Dataiku DSS Execution Engine Best Practices

22 Abr 2026 Dataiku DSS Execution Engine Best Practices

Posted at 07:00h in Enterprise BI, ETL by Jose L.S

Dataiku DSS enables teams to design and automate end-to-end data workflows through a collaborative interface with limited coding effort. One of the most important decisions when building a pipeline is choosing the right execution engine. Dataiku offers several options, including its native DSS engine and external SQL engines, each with different trade-offs in performance, scalability, and resource usage. This article outlines how to choose between them and where a hybrid approach makes sense.

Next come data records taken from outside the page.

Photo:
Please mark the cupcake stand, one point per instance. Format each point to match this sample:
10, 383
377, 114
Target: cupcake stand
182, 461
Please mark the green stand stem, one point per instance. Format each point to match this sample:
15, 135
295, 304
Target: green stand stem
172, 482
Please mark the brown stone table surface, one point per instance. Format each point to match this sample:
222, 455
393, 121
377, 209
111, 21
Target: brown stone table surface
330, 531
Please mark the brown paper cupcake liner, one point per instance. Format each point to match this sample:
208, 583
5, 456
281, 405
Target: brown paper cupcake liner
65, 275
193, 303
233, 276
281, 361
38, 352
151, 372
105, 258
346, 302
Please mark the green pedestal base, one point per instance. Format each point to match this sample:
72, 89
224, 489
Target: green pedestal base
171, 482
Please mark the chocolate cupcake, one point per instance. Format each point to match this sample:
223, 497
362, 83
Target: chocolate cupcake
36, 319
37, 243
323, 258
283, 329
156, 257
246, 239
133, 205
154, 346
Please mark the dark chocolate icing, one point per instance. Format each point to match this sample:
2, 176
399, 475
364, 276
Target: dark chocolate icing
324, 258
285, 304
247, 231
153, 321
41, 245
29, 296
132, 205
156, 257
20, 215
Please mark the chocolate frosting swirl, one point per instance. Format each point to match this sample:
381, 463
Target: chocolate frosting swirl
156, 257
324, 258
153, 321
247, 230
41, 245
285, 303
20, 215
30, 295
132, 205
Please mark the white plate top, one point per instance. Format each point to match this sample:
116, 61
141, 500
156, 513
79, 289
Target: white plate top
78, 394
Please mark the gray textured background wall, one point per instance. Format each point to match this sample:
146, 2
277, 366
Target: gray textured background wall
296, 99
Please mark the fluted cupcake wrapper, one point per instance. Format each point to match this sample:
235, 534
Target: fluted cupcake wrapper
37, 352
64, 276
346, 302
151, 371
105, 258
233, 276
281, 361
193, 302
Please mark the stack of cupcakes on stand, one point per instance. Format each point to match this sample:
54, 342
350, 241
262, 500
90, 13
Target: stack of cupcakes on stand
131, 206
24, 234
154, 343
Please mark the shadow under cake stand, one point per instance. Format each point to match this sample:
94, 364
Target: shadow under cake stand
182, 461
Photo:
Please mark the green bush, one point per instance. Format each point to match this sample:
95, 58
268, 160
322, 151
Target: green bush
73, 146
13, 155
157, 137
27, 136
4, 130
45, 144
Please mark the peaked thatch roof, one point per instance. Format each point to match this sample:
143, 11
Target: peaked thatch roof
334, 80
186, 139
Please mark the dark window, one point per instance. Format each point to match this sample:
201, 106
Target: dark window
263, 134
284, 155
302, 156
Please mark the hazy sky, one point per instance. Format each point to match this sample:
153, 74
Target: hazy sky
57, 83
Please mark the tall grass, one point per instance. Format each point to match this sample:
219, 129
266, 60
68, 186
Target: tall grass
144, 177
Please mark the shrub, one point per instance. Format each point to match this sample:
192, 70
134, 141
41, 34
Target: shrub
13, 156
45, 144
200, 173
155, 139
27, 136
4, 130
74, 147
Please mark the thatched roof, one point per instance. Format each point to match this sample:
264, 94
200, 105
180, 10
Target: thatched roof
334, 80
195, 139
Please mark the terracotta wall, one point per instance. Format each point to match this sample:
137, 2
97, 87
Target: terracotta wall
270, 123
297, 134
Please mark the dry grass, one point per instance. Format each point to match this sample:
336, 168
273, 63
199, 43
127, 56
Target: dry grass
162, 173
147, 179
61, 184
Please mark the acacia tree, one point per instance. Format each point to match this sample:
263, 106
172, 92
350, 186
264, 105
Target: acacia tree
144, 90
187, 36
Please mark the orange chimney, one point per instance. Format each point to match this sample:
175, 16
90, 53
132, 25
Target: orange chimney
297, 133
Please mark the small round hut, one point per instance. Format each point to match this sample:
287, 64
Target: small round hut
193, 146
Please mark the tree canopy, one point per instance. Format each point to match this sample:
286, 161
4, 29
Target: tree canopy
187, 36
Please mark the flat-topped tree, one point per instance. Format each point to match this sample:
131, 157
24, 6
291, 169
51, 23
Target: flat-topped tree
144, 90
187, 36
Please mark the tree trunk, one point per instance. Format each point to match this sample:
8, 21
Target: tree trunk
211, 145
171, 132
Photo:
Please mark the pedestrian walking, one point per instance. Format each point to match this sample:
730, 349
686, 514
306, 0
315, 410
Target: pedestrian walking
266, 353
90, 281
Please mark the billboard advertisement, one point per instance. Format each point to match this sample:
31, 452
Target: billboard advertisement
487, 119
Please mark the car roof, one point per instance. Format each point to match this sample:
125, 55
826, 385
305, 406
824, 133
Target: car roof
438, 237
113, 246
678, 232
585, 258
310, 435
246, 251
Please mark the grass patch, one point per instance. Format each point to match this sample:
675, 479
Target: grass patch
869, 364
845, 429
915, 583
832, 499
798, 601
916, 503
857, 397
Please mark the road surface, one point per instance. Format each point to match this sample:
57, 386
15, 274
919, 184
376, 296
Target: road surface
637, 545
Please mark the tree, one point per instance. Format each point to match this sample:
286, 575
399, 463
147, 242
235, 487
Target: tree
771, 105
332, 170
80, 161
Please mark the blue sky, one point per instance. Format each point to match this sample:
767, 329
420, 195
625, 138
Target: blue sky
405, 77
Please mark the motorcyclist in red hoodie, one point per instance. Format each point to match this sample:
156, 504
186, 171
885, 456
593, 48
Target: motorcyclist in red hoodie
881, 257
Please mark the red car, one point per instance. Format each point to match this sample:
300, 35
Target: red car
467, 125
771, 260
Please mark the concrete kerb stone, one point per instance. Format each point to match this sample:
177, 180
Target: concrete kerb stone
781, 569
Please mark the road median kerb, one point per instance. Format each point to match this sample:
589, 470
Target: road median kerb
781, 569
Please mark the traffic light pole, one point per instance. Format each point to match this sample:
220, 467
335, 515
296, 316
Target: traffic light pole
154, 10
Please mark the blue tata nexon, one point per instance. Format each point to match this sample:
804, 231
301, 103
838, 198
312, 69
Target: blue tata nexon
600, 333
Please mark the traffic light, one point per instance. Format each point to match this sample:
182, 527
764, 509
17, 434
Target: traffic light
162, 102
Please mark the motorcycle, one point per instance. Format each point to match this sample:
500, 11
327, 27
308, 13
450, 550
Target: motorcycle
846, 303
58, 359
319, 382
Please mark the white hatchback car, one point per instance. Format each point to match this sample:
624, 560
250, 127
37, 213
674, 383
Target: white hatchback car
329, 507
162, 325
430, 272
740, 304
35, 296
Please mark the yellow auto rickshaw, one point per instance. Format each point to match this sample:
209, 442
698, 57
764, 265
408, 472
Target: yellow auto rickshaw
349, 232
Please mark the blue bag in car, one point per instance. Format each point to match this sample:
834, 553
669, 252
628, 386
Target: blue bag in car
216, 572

Understanding Dataiku Execution Engines

DSS Engine

The DSS engine runs computations directly in memory or on the application server, making it ideal for fast experimentation and smaller datasets.

How does it work?

When you use the DSS engine, Dataiku processes data directly within its environment. This means transformations, formulas, and even Python or R code are executed on the DSS server rather than being pushed to external systems.

Advantages

Flexibility: Supports complex transformations, custom Python or R code, and visual recipes.
Ease of use: No need to write SQL, making it accessible for non-technical users.
Transparency: Errors and logs are clearly visible within the platform, making debugging easier.
Rapid prototyping: Well-suited to testing ideas and building workflows quickly.

Limitations

Scalability: Performance can degrade with large datasets due to memory and CPU constraints.
Resource usage: Consumes DSS server resources, which may affect other users or processes.
Not optimised for big data: For large-scale operations, external engines like SQL or Spark are typically more efficient.

Error Handling

One of the advantages of the DSS engine is its transparent and customisable error handling. When a step fails, Dataiku provides detailed logs and error messages directly in the interface, often making it easier to trace the issue to a specific transformation or script. By contrast, with the SQL engine, errors are reported by the database itself, and messages can be vaguer or more technical depending on the SQL dialect and configuration. This can make debugging more difficult, particularly for users with limited SQL knowledge.

SQL Engine

With the SQL engine, transformations are delegated to the connected database, using its own optimisation and indexing.

How does it work?

When you select the SQL engine for a recipe, Dataiku translates the visual steps or formulas into SQL code. The code is then sent to the database, which executes the operations and returns the results. This approach is particularly effective when working with large datasets stored in relational databases like PostgreSQL, Oracle, or Snowflake.

Advantages

Performance: Executes directly on the database, which is optimised for handling large volumes of data.
Scalability: Benefits from the database infrastructure, including parallel processing and indexing.
Efficiency: Reduces data movement by keeping operations close to the data source.
Integration: Works well with enterprise data warehouses and cloud databases.

Limitations

Transformation constraints: Limited to operations that can be expressed in SQL, so complex logic may not be supported.
SQL dialect sensitivity: SQL syntax varies across databases, which can lead to compatibility issues.
Requires SQL knowledge: Users may need a working understanding of SQL to troubleshoot or customise queries.

DSS Engine vs SQL Engine

The table below compares the DSS and SQL engines across the main decision points:

Feature	DSS Engine	SQL Engine
Execution location	Local, in memory or on the DSS server	Push-down to the database through SQL execution
Performance	Good for small to medium datasets	Optimised for large datasets
Scalability	Limited by server memory and CPU	Scales with database infrastructure
Transformation flexibility	Supports complex logic, Python, and custom code	Limited to SQL-compatible transformations
Ease of use	Intuitive, with no SQL knowledge required	Requires an understanding of SQL and database structure
Resource usage	Consumes DSS server resources	Uses database resources
Error handling	Errors shown clearly in DSS, usually easier to trace and debug	Depends on database messages, which may be more technical or less transparent
Best use cases	Data preparation, prototyping, and small workflows	Large datasets, production pipelines, and joins
Limitations	Slower on large datasets and more memory-intensive	Less flexible, with potential SQL dialect issues

Let’s look at a few practical scenarios that show where each engine performs best.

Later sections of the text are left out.